5.1. Implications of the Research
The research on using photographs of landmarks as navigational aids for pedestrians has the following significant implications:
5.1.1. Enhanced Wayfinding Strategies
This study demonstrates that incorporating landmark imagery into navigation aids can significantly improve wayfinding performance. Participants who used photographs of landmarks made fewer navigation errors and hesitations compared to those relying on traditional map-based systems. This suggests that landmarks serve as effective cognitive tools that enhance spatial awareness and route-following capabilities, particularly in complex pedestrian environments.

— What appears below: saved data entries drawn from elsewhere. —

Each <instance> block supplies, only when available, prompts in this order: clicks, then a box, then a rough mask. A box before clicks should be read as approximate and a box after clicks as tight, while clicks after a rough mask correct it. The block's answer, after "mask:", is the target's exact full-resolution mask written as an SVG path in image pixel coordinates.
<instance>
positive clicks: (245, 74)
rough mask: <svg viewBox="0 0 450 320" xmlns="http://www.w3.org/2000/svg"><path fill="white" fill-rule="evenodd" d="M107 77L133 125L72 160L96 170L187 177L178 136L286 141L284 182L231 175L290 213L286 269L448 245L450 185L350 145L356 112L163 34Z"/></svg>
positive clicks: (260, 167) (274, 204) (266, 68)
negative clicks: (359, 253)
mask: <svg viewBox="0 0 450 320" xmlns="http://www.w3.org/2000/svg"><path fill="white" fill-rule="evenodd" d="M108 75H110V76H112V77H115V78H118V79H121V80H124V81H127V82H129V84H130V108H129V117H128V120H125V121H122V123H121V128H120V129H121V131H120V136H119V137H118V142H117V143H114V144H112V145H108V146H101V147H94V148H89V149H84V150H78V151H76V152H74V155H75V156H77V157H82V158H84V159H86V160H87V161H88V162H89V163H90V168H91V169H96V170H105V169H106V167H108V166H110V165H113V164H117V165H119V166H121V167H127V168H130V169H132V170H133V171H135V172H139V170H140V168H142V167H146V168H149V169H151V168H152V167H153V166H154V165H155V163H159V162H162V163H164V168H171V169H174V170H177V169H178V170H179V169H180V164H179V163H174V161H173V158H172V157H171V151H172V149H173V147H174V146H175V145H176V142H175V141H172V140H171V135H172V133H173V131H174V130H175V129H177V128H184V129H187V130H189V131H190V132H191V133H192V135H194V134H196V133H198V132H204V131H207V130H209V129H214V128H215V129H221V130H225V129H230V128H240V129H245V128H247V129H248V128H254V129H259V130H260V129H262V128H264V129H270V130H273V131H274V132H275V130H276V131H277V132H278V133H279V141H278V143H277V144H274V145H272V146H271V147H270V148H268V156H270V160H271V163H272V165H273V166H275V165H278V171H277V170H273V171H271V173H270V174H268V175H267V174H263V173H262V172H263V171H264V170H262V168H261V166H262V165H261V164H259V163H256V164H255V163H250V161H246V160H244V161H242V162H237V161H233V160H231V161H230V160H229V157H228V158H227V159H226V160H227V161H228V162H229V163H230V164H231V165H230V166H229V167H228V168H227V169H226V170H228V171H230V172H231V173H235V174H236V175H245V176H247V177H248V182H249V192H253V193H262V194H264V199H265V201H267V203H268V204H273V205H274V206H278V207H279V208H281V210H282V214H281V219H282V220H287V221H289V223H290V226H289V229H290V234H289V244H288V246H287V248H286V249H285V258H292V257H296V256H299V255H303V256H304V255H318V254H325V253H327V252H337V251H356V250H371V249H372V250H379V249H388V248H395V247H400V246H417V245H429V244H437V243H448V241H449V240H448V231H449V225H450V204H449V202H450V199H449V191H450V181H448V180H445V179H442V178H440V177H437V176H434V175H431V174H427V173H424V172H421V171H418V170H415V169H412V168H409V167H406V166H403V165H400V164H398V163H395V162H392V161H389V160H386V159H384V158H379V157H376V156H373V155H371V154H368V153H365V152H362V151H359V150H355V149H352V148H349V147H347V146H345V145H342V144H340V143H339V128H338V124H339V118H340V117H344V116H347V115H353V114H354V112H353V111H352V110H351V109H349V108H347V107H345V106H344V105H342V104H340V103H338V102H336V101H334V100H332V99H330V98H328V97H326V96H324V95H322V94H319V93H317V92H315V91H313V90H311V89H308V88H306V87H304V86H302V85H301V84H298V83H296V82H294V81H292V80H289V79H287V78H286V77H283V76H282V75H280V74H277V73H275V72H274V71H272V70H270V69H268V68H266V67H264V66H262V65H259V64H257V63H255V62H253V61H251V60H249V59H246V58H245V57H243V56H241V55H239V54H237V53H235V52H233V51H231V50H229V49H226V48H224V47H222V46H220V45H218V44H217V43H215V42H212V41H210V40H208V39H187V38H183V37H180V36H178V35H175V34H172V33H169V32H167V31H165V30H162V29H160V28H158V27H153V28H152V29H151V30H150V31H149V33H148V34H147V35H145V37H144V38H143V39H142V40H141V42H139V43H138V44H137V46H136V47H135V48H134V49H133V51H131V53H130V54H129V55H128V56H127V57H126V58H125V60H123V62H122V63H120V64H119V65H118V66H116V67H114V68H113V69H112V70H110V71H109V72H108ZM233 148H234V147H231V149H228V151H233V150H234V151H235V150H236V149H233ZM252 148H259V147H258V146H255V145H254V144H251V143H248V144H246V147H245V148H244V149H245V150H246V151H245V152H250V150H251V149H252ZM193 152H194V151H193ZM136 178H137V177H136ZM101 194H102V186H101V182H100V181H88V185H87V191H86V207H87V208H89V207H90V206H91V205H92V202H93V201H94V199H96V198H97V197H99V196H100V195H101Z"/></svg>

5.1.2. Mobile Mapping Applications
The findings advocate for the integration of landmark-based guidance in mobile mapping applications. Current mobile maps do not use images of landmarks in their interfaces. By incorporating landmarks, mobile maps could provide users with more intuitive and contextually relevant navigation experiences, potentially addressing issues like the “keyhole problem” and reducing reliance on automated systems that may fail.
5.1.3. Cognitive Engagement in Navigation
The research highlights the cognitive processes involved in wayfinding, particularly the differences between using landmark-based navigation and other navigation aids. This study suggests that engaging with landmarks requires users to actively participate in their navigation, fostering a better understanding of their surroundings. This contrasts with the passive reliance on automated directions, which can diminish spatial knowledge and awareness.
5.1.4. Future Research Directions
This study opens avenues for further research into the role of landmarks in navigation. Future investigations could explore travel along longer, more complicated routes, how to best use landmarks in map interfaces, and the potential for augmented reality applications that visualize landmarks in real time.